O senhor Medina Carreira encontrou há já alguns anos um filão de ouro. Munido de meia dúzia de gráficos elementares, deslumbra o pagode com prenúncios de maus tempos no meio da tempestade em programas televisivos onde repete incessantemente os mesmos argumentos e os mesmos augúrios, sem aventurar saídas da borrasca. E assim  ganha, certamente regaladamente bem, a sua vidinha. É um espertalhão. Razão bastante para não se perder, cá em casa, tempo a ouvir-lhe ler as sinas que impinge.
 
A sua cruzada contra o "Estado Social", contra os 6 milhões de dependentes do Estado (a designação e o cálculo, cit. aqui, são dele) já vem de longe. Habituado ao assombro com que os seus programas são recebidos, em grande parte junto daqueles que são os demónios das suas afirmações repetidas ad náusea, o vivaço continua a facturar imparavelmente o peixe repescado e a sua impetuosidade fanfarrona.
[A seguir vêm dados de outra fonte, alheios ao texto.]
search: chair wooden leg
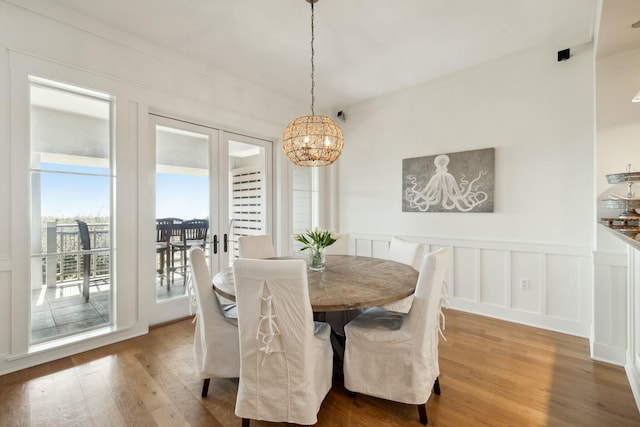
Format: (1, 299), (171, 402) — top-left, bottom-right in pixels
(202, 378), (211, 397)
(433, 377), (440, 396)
(418, 402), (429, 425)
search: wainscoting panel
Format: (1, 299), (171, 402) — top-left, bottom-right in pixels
(351, 233), (592, 337)
(449, 248), (480, 301)
(591, 252), (629, 366)
(479, 249), (511, 307)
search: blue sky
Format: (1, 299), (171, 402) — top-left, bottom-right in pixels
(34, 164), (209, 219)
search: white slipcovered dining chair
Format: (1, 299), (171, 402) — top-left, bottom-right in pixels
(344, 248), (450, 424)
(382, 236), (424, 313)
(189, 247), (240, 397)
(233, 258), (333, 426)
(324, 233), (351, 255)
(238, 234), (276, 259)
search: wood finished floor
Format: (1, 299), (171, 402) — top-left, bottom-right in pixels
(0, 310), (640, 427)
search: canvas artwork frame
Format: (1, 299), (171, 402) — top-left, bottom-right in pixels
(402, 148), (495, 213)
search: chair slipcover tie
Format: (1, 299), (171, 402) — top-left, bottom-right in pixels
(256, 295), (284, 365)
(438, 280), (449, 341)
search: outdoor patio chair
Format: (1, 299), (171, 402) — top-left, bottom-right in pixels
(76, 219), (91, 302)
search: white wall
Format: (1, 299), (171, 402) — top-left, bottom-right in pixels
(338, 42), (595, 336)
(592, 43), (640, 406)
(0, 0), (296, 375)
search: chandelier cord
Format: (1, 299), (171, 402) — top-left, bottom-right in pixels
(311, 3), (316, 116)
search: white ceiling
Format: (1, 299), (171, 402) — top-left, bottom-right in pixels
(31, 0), (640, 109)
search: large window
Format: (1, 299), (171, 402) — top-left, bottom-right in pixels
(29, 77), (114, 343)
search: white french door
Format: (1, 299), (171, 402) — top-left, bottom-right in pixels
(148, 114), (271, 324)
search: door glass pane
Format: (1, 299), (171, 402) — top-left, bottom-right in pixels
(156, 125), (210, 300)
(291, 166), (319, 252)
(30, 78), (114, 343)
(228, 139), (267, 264)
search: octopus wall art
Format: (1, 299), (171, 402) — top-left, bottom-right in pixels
(402, 148), (495, 212)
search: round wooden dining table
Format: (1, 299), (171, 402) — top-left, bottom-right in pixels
(213, 255), (418, 312)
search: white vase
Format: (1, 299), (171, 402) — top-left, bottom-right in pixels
(309, 247), (325, 271)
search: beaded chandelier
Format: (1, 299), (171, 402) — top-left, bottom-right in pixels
(282, 0), (344, 166)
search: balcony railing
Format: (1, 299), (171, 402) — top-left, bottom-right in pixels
(42, 221), (111, 287)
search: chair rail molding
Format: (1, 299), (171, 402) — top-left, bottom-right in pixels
(351, 232), (593, 337)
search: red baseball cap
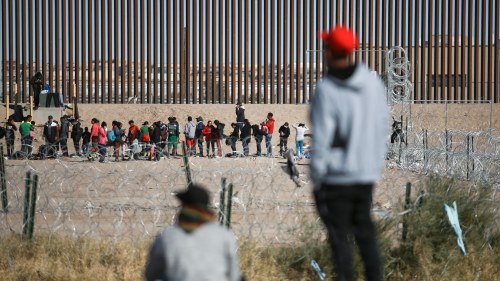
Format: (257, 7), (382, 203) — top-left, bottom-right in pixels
(320, 25), (358, 55)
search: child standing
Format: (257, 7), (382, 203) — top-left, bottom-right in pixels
(292, 123), (309, 159)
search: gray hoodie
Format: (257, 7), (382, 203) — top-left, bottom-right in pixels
(310, 64), (389, 188)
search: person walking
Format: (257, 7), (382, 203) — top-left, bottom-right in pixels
(19, 115), (33, 156)
(184, 116), (196, 156)
(202, 120), (217, 158)
(292, 123), (309, 159)
(226, 123), (240, 156)
(145, 184), (242, 281)
(97, 121), (108, 163)
(90, 118), (100, 152)
(235, 102), (245, 130)
(278, 122), (290, 156)
(71, 119), (83, 156)
(30, 71), (43, 110)
(252, 122), (264, 156)
(5, 117), (17, 159)
(263, 112), (274, 157)
(59, 116), (69, 157)
(212, 120), (226, 157)
(194, 116), (205, 157)
(240, 119), (252, 156)
(310, 26), (388, 281)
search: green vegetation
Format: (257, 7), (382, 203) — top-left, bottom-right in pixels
(0, 178), (500, 281)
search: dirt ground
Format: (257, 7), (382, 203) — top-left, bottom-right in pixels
(0, 104), (500, 243)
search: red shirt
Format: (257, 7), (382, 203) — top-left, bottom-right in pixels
(266, 118), (274, 134)
(90, 123), (99, 139)
(128, 125), (140, 141)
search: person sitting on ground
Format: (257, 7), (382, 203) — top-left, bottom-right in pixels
(240, 119), (252, 156)
(128, 120), (141, 145)
(5, 118), (17, 159)
(82, 127), (90, 155)
(145, 184), (243, 281)
(278, 122), (290, 156)
(19, 115), (33, 155)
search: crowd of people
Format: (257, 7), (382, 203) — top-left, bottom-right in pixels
(2, 103), (308, 162)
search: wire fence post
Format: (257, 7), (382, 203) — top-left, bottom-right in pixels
(219, 178), (226, 224)
(182, 142), (193, 187)
(226, 183), (233, 228)
(28, 174), (38, 239)
(0, 143), (9, 213)
(23, 171), (31, 237)
(402, 182), (411, 242)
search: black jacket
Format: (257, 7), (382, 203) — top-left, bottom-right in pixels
(71, 122), (83, 141)
(278, 125), (290, 138)
(229, 126), (240, 139)
(236, 106), (245, 123)
(240, 124), (252, 142)
(150, 125), (161, 143)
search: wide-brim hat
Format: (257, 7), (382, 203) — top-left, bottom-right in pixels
(175, 184), (210, 206)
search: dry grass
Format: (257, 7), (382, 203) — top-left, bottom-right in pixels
(0, 178), (500, 281)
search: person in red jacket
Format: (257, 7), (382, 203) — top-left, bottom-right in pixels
(201, 120), (217, 158)
(265, 112), (274, 157)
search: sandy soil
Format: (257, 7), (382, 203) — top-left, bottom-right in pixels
(0, 105), (500, 243)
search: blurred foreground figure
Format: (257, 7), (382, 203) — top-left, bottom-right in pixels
(310, 26), (388, 281)
(146, 185), (241, 281)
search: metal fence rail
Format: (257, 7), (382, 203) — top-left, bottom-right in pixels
(0, 0), (500, 104)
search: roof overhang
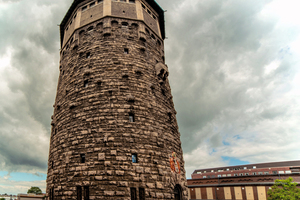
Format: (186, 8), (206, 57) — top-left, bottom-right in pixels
(59, 0), (166, 46)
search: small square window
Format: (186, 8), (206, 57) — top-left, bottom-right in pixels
(90, 2), (96, 8)
(131, 154), (137, 163)
(81, 6), (87, 11)
(80, 154), (85, 163)
(83, 80), (89, 87)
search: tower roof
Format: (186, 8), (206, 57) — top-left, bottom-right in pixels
(60, 0), (165, 45)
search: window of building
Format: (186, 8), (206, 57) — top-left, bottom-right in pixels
(139, 188), (145, 200)
(90, 2), (96, 8)
(129, 113), (134, 122)
(130, 188), (137, 200)
(76, 186), (82, 200)
(80, 154), (85, 163)
(131, 153), (138, 163)
(81, 6), (87, 11)
(83, 186), (90, 200)
(50, 187), (54, 200)
(83, 80), (89, 87)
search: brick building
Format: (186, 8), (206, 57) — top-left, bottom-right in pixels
(47, 0), (188, 200)
(188, 161), (300, 200)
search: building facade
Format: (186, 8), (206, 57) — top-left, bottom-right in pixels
(188, 161), (300, 200)
(47, 0), (188, 200)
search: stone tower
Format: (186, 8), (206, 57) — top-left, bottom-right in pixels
(47, 0), (187, 200)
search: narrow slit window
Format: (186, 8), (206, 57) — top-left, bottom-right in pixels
(83, 80), (89, 88)
(84, 186), (90, 200)
(131, 154), (138, 163)
(129, 113), (135, 122)
(90, 2), (96, 8)
(81, 6), (87, 11)
(130, 188), (137, 200)
(139, 188), (145, 200)
(86, 52), (91, 58)
(80, 154), (85, 163)
(76, 186), (82, 200)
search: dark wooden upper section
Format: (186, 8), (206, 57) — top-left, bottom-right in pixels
(60, 0), (165, 46)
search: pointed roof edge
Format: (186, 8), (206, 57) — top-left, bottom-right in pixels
(59, 0), (166, 46)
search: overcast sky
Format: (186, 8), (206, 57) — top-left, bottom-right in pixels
(0, 0), (300, 194)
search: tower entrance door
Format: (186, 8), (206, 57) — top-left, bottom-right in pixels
(174, 185), (182, 200)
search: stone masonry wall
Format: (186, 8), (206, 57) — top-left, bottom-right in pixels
(47, 3), (187, 200)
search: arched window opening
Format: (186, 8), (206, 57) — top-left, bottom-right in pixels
(85, 52), (91, 58)
(151, 34), (156, 40)
(122, 22), (128, 28)
(83, 80), (89, 88)
(111, 20), (119, 27)
(96, 22), (103, 28)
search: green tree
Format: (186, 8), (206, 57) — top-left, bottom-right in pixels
(268, 177), (300, 200)
(27, 186), (42, 194)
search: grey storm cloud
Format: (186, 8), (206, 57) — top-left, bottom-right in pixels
(0, 0), (300, 183)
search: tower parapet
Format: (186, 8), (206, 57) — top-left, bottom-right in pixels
(47, 0), (187, 200)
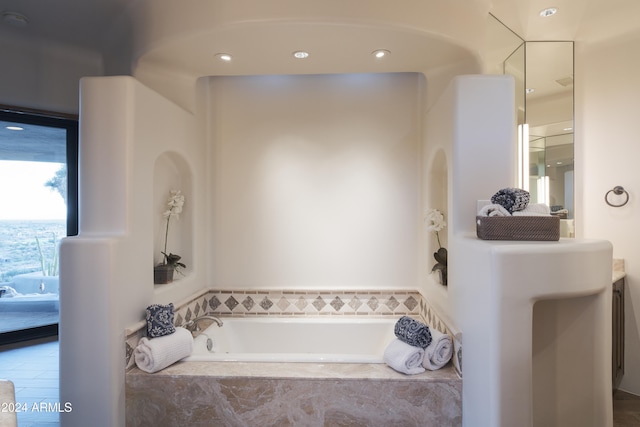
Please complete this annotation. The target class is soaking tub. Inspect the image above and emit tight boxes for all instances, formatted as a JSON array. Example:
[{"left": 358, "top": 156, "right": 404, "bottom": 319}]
[{"left": 183, "top": 317, "right": 397, "bottom": 363}]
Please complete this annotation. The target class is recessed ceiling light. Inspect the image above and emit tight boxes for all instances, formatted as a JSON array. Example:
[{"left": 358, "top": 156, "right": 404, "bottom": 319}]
[
  {"left": 540, "top": 7, "right": 558, "bottom": 18},
  {"left": 216, "top": 53, "right": 232, "bottom": 62},
  {"left": 371, "top": 49, "right": 391, "bottom": 59},
  {"left": 293, "top": 50, "right": 309, "bottom": 59},
  {"left": 2, "top": 11, "right": 29, "bottom": 27}
]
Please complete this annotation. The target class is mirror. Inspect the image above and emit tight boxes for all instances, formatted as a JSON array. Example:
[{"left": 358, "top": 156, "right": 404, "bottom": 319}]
[
  {"left": 483, "top": 15, "right": 575, "bottom": 237},
  {"left": 525, "top": 41, "right": 575, "bottom": 237}
]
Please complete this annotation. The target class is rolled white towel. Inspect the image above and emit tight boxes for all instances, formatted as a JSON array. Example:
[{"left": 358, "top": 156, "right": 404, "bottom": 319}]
[
  {"left": 383, "top": 339, "right": 424, "bottom": 375},
  {"left": 422, "top": 329, "right": 453, "bottom": 371},
  {"left": 478, "top": 204, "right": 511, "bottom": 216},
  {"left": 133, "top": 327, "right": 193, "bottom": 374},
  {"left": 513, "top": 203, "right": 551, "bottom": 216}
]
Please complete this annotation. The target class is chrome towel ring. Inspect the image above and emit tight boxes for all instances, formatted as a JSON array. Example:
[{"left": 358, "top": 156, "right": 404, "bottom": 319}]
[{"left": 604, "top": 185, "right": 629, "bottom": 208}]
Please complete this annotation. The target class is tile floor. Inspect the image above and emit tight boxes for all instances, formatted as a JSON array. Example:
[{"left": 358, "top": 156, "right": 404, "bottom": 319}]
[
  {"left": 0, "top": 338, "right": 60, "bottom": 427},
  {"left": 0, "top": 338, "right": 640, "bottom": 427}
]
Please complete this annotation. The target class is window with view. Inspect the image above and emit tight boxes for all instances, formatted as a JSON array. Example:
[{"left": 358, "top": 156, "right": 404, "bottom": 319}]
[{"left": 0, "top": 111, "right": 78, "bottom": 344}]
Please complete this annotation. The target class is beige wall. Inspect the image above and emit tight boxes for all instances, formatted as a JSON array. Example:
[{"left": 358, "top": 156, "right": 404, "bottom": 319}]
[
  {"left": 209, "top": 73, "right": 423, "bottom": 290},
  {"left": 575, "top": 35, "right": 640, "bottom": 394}
]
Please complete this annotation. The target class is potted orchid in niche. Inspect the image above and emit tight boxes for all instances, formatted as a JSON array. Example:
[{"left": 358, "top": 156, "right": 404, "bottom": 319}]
[
  {"left": 153, "top": 190, "right": 187, "bottom": 285},
  {"left": 424, "top": 209, "right": 447, "bottom": 286}
]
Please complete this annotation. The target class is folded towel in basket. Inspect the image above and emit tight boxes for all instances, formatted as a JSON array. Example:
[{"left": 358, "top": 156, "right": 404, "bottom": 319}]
[
  {"left": 513, "top": 203, "right": 551, "bottom": 216},
  {"left": 383, "top": 339, "right": 425, "bottom": 375},
  {"left": 394, "top": 316, "right": 431, "bottom": 348},
  {"left": 491, "top": 187, "right": 530, "bottom": 213},
  {"left": 422, "top": 329, "right": 453, "bottom": 371},
  {"left": 478, "top": 204, "right": 511, "bottom": 216},
  {"left": 133, "top": 327, "right": 193, "bottom": 373}
]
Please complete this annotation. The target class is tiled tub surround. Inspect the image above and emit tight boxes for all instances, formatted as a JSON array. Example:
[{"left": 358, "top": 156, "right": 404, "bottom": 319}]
[
  {"left": 125, "top": 290, "right": 451, "bottom": 369},
  {"left": 126, "top": 290, "right": 462, "bottom": 426},
  {"left": 126, "top": 362, "right": 462, "bottom": 427}
]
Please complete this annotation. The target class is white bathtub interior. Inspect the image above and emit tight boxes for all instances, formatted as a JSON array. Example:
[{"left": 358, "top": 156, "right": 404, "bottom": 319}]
[{"left": 184, "top": 317, "right": 397, "bottom": 363}]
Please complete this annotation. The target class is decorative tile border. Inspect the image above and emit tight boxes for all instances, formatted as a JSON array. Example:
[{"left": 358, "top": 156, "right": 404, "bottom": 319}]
[{"left": 125, "top": 290, "right": 451, "bottom": 370}]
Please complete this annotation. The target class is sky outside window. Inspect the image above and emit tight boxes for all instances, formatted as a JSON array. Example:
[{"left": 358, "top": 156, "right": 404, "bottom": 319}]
[{"left": 0, "top": 160, "right": 67, "bottom": 220}]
Anteontem, depreende-se desta notícia, foi até onde ninguém, com um mínimo de pudor e respeito pelos direitos de uns e os infortúnios e os sentimentos de outros, se atreveria a chegar. Se existisse o tal "partido do Estado" que, segundo ele, reúne 60% da população portuguesa, ou seja toda a gente  que é doente, coxa, reformada ..., o velhaco há muito tempo que teria sido obrigado a rever as suas contas. Essas, e outras.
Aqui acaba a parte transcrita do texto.